Hall sensors can be made of metals and semiconductors. The quality of the effect depends on the material of the conductor. The material directly affects the positive ions and electrons flowing through the sensor. When manufacturing Hall elements, the automotive industry typically uses three semiconductor materials, namely gallium arsenide, indium antimonide, and indium arsenide. The most commonly used semiconductor material is indium arsenide.
The form of the Hall sensor determines the difference in the amplifying circuit and its output is adapted to the device being controlled. This output may be analog, such as an acceleration position sensor or a throttle position sensor, or it may be digital. Such as crankshaft or camshaft position sensor.
When a Hall element is used for an analog sensor, this sensor can be used for a temperature gauge in an air conditioning system or a throttle position sensor in a power control system. The Hall element is connected to a differential amplifier, which is connected to the NPN transistor. The magnet is fixed to the rotating shaft, and the magnetic field on the Hall element is strengthened when the shaft is rotated. The Hall voltage it produces is proportional to the strength of the magnetic field.
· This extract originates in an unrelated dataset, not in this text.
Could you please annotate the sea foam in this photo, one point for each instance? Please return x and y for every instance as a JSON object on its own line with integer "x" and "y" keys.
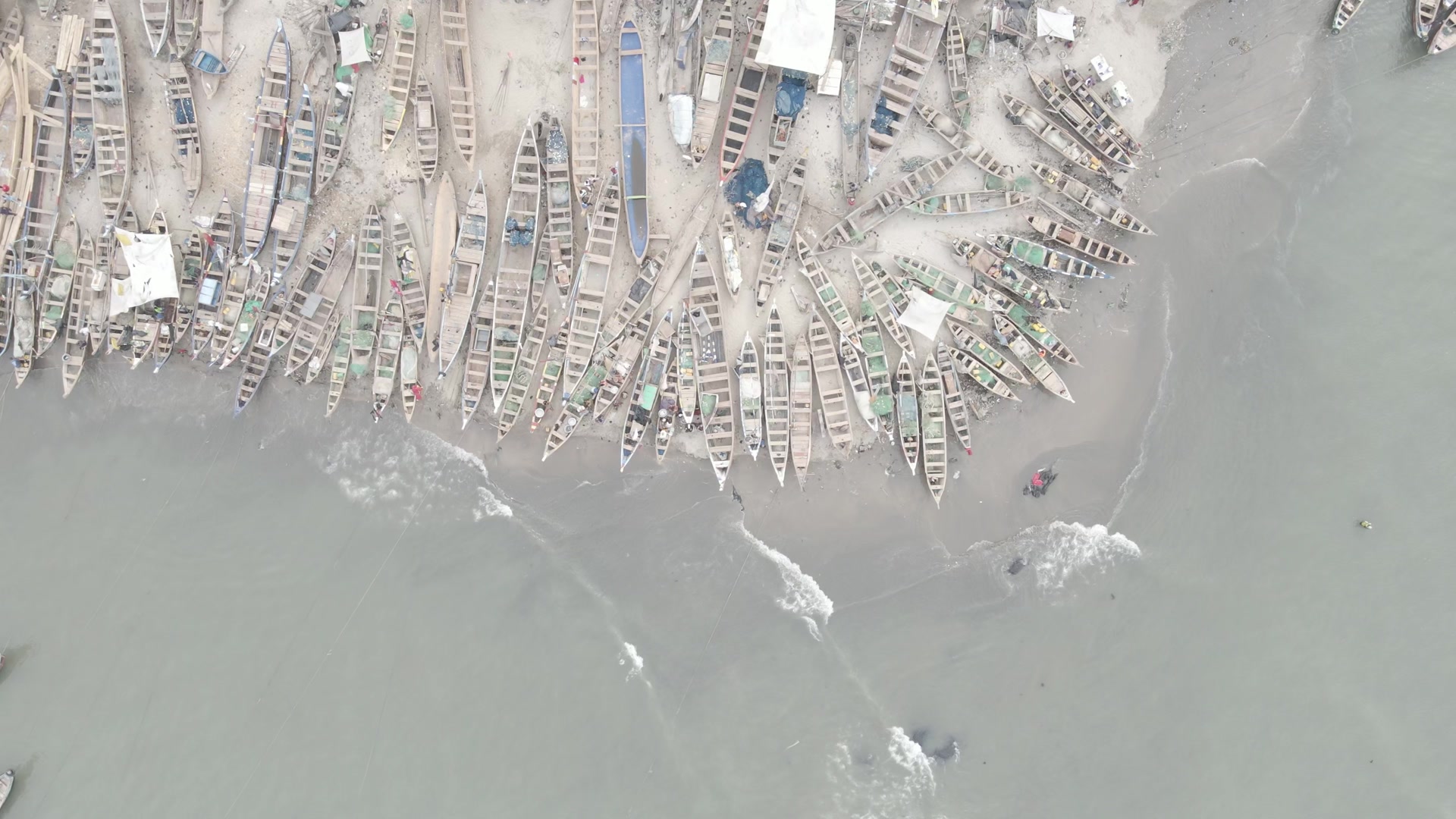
{"x": 801, "y": 595}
When a Hall element is used for a digital signal, such as a crankshaft position sensor, a camshaft position sensor or a vehicle speed sensor, the circuit must first be changed. The Hall element is connected to a differential amplifier and the differential amplifier is connected to a Schmitt trigger. In this configuration. The sensor outputs an on or off signal. In most automotive circuits, the Hall sensor is a current sink or grounds the signal circuit. To do this, an NPN transistor is required to connect to the output of the Schmitt trigger. The magnetic field passes through the Hall element and the blades on one of the trigger wheels pass between the magnetic field and the Hall element.
Hall sensor applied to taxi meter
The application of the Hall sensor on the taxi meter: the signal detected by the Hall sensor A44E mounted on the wheel is sent to the single chip microcomputer, processed and calculated, and sent to the display unit, thus completing the mileage calculation. The detection principle, P3.2 port as the input end of the signal, the internal use of external interrupt 0, each turn of the wheel (set the circumference of the wheel is 1 m), the Hall switch detects and outputs the signal, causing the interrupt of the microcontroller, Pulse counting, when the count reaches 1 000 times, that is, 1 km, the microcontroller will automatically increase the amount.
Whenever the Hall sensor outputs a low level signal, the MCU interrupts once. When the mileage counter counts the mileage pulse for 1 000 times, the program accumulates the current total amount, so that the microcomputer enters the mileage count interrupt service routine. In this program, the accumulation of the current mileage and total amount needs to be completed, and the result is stored in the mileage and total registers.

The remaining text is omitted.